Boot execution time of IDE/PCI-IDE/MS-DOS partition drivers: 262 msecs. This includes the time to probe and identify the IDE drive device and read the disk partition information from the drive. We booted the kernel with option hdf=none to turn off the slave device on interface ide2, so that it would not be probed. We also modified the kernel to turn off probes of the second IDE interface on the Promise card. (This was prior to fixing the "ide<x>=noprobe" option bug. If you don't turn off probing the second empty IDE interface then probling takes 1.3 seconds on both a PPC 405GP and a MIPS ITE8172!)
About 250 msecs of the time is spent during the bus probe in repeated calls to ide_delay_50ms() during probe and drive identification, which busywaits (in order to let the IDE controller make progress before polling for status or to allow previous operations to complete). Reading capacity info, etc. also blocks using a wait_for_completion(). The MSDOS partition code also locks pages, which can call schedule() to wait for locks.
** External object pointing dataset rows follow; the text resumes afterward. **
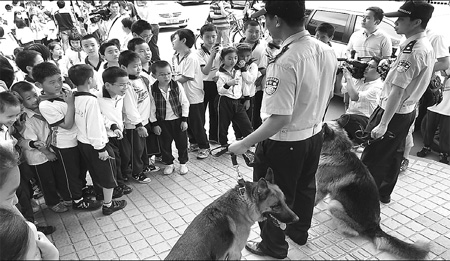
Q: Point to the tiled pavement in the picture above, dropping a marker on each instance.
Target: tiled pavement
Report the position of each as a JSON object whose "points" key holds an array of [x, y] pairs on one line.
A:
{"points": [[158, 213]]}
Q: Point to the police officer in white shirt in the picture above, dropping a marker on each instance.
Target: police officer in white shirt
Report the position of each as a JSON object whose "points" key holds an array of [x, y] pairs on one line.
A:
{"points": [[405, 83], [299, 82]]}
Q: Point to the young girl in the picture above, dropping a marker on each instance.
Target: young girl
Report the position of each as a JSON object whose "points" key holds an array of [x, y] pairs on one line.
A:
{"points": [[229, 87], [57, 56]]}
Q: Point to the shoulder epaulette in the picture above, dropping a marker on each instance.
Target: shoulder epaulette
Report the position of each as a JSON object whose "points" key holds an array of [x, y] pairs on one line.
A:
{"points": [[409, 47]]}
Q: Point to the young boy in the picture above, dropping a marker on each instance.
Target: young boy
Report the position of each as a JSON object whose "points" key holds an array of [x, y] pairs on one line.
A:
{"points": [[26, 60], [219, 11], [249, 71], [325, 33], [187, 71], [169, 114], [126, 27], [90, 46], [109, 52], [142, 29], [140, 46], [136, 115], [10, 110], [58, 108], [209, 63], [38, 155], [110, 100], [92, 137]]}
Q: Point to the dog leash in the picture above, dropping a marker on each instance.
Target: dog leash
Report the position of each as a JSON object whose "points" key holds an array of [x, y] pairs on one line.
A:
{"points": [[241, 181]]}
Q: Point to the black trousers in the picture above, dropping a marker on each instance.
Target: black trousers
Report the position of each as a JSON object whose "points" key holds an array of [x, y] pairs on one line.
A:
{"points": [[435, 120], [196, 126], [71, 171], [153, 43], [210, 88], [237, 131], [47, 177], [103, 172], [352, 123], [121, 149], [171, 131], [256, 119], [231, 110], [138, 156], [24, 192], [383, 158], [294, 166]]}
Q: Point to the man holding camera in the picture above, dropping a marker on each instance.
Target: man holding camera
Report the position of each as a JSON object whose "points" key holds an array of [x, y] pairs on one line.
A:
{"points": [[113, 26], [405, 83], [363, 95], [371, 41]]}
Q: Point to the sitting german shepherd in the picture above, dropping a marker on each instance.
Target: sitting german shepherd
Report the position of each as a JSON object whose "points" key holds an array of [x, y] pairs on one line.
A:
{"points": [[354, 195], [221, 230]]}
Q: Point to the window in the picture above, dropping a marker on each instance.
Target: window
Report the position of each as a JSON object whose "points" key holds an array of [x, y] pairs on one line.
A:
{"points": [[338, 20], [385, 27]]}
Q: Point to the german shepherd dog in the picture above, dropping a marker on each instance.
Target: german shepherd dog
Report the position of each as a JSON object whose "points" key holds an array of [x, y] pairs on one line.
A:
{"points": [[221, 230], [354, 195]]}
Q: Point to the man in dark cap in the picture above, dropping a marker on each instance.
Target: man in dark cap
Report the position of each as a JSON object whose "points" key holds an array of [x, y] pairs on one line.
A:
{"points": [[405, 83], [299, 81]]}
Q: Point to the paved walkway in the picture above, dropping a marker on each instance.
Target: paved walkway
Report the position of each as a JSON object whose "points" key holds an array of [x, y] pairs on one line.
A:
{"points": [[159, 212]]}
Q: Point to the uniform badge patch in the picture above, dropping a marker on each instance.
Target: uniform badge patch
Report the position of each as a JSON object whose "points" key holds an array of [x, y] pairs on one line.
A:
{"points": [[271, 85], [403, 66]]}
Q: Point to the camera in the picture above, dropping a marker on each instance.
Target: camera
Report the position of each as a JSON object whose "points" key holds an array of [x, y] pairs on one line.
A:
{"points": [[100, 14], [356, 68]]}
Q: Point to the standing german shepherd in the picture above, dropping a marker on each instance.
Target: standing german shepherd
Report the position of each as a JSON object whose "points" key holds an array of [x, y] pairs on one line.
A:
{"points": [[354, 195], [221, 230]]}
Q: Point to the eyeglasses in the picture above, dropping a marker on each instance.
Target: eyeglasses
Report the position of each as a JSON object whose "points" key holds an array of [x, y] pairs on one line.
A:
{"points": [[123, 85], [146, 37]]}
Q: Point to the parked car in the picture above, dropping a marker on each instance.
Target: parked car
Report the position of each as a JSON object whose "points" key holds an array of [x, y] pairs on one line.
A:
{"points": [[189, 1], [169, 14], [345, 23]]}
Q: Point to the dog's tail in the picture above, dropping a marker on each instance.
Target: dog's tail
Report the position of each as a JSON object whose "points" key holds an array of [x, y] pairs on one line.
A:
{"points": [[383, 241]]}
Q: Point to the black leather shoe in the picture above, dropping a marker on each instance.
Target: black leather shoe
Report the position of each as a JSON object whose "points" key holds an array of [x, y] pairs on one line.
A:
{"points": [[385, 199], [298, 237], [253, 247]]}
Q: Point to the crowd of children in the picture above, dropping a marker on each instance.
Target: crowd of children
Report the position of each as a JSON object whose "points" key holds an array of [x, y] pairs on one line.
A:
{"points": [[111, 109]]}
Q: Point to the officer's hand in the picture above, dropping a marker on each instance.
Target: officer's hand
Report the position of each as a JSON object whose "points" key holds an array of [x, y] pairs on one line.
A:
{"points": [[238, 147], [183, 126], [142, 132], [103, 155], [118, 133], [247, 105], [232, 82], [157, 130], [378, 131]]}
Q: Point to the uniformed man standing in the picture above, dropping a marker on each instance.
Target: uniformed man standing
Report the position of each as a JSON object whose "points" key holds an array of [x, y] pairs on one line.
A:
{"points": [[405, 83], [299, 82]]}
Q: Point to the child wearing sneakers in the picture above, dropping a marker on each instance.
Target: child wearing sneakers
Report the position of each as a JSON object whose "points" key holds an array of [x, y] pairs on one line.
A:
{"points": [[92, 137], [141, 47], [229, 87], [136, 106], [187, 71], [169, 114], [110, 100], [37, 154], [58, 108]]}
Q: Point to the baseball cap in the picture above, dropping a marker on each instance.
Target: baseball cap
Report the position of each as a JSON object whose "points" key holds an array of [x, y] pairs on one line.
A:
{"points": [[415, 10], [289, 10]]}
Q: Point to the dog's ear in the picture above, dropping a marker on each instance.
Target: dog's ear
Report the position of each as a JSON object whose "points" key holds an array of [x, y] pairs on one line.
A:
{"points": [[262, 189], [269, 176], [326, 130]]}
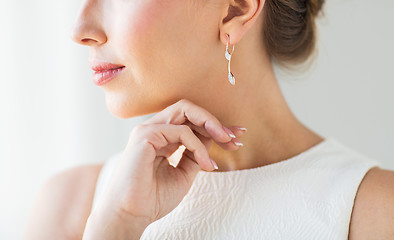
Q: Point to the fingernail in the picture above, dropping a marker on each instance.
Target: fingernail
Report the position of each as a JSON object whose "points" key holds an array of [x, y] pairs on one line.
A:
{"points": [[229, 132], [242, 128], [237, 142], [214, 163]]}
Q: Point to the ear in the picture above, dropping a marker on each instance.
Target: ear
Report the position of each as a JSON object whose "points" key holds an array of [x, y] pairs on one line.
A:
{"points": [[238, 18]]}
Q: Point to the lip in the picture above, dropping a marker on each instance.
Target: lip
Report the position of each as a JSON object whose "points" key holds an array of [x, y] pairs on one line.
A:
{"points": [[105, 72]]}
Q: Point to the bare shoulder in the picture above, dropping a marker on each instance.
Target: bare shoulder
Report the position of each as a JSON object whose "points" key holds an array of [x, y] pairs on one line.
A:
{"points": [[63, 204], [373, 210]]}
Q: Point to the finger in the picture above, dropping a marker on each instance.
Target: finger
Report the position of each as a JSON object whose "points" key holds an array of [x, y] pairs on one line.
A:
{"points": [[238, 130], [230, 145], [183, 110], [162, 135]]}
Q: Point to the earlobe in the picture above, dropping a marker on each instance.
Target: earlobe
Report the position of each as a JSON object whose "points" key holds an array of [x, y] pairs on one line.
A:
{"points": [[238, 18]]}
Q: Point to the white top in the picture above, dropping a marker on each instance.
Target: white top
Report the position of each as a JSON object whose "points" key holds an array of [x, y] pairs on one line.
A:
{"points": [[308, 196]]}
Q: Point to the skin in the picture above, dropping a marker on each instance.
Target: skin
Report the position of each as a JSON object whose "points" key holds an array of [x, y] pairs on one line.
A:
{"points": [[191, 51], [167, 61]]}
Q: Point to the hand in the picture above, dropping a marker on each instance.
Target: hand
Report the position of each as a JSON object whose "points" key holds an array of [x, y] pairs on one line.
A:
{"points": [[145, 185]]}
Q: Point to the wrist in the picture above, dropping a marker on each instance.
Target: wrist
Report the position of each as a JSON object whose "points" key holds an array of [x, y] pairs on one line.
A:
{"points": [[114, 225]]}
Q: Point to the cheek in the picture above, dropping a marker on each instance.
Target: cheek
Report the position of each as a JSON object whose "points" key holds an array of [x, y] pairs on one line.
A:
{"points": [[158, 36]]}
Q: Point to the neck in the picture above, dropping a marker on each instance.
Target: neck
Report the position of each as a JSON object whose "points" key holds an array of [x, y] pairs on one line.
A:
{"points": [[257, 103]]}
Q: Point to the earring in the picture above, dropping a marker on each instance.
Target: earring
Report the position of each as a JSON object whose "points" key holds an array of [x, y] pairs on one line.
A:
{"points": [[231, 77]]}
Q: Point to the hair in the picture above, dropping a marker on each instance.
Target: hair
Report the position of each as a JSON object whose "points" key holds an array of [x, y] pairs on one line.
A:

If the IDE drivers are made modules for delayed initialization, allowing concurrent module initialization with application execution, then kernel preemption is turned off for about 252 msecs during init of the ide-probe-mod module, which could significantly interfere with real-time response of other threads. (This was verified using the CONFIG_PREEMPT_TIMES feature that gives preemption lock times in /proc/latencytimes, which is also supported in the CELF kernel.) Because the Big Kernel Lock (BKL) is held during module initialization, preemption is disabled while the module init routines runs and uses busywait calls, but preemption is allowed when CPU-yielding wait calls are employed (the linux scheduler drops and reacquires the BKL in this case).
So we changed the ide_delay_50ms() busywaits to call schedule_timeout() instead (this is also in the CELF kernel; select CONFIG_IDE_PREEMPT), resulting in a 9.68 msec maximum preempt off time. Note that if you're not using modules but are instead building the drivers statically into the kernel, then the CPU-yielding calls do add some amount of time to the total execution time due to context-switch overhead, etc.
My coworker Dave Singleton also did some analysis and improvement of IDE on the MIPS ITE8172 (again for Sony/Matsushita). He found that with his 7200RPM Maxtor drive, he could reduce the 50ms probe delays to 1ms with no problem. With this, plus some context switch removal and the other optimizations given above, the following boot times were observed, by filesystem type:
{{{ ext2: 167 milliseconds ext3: 457 milliseconds xfs: 236 milliseconds }}}
He explains: "Both EXT3 and XFS file systems cause a log replay at boot/mount time. To improve this time the log recovery feature was by passed in the case of XFS. The log was not replayed and the root file system was mounted readonly. The first init script after booting remounted the root file system readwrite and replayed the log to ensure file system integrity. No such changes were made to EXT3, which is the reason it had the slowest boot times of all 3 file system types."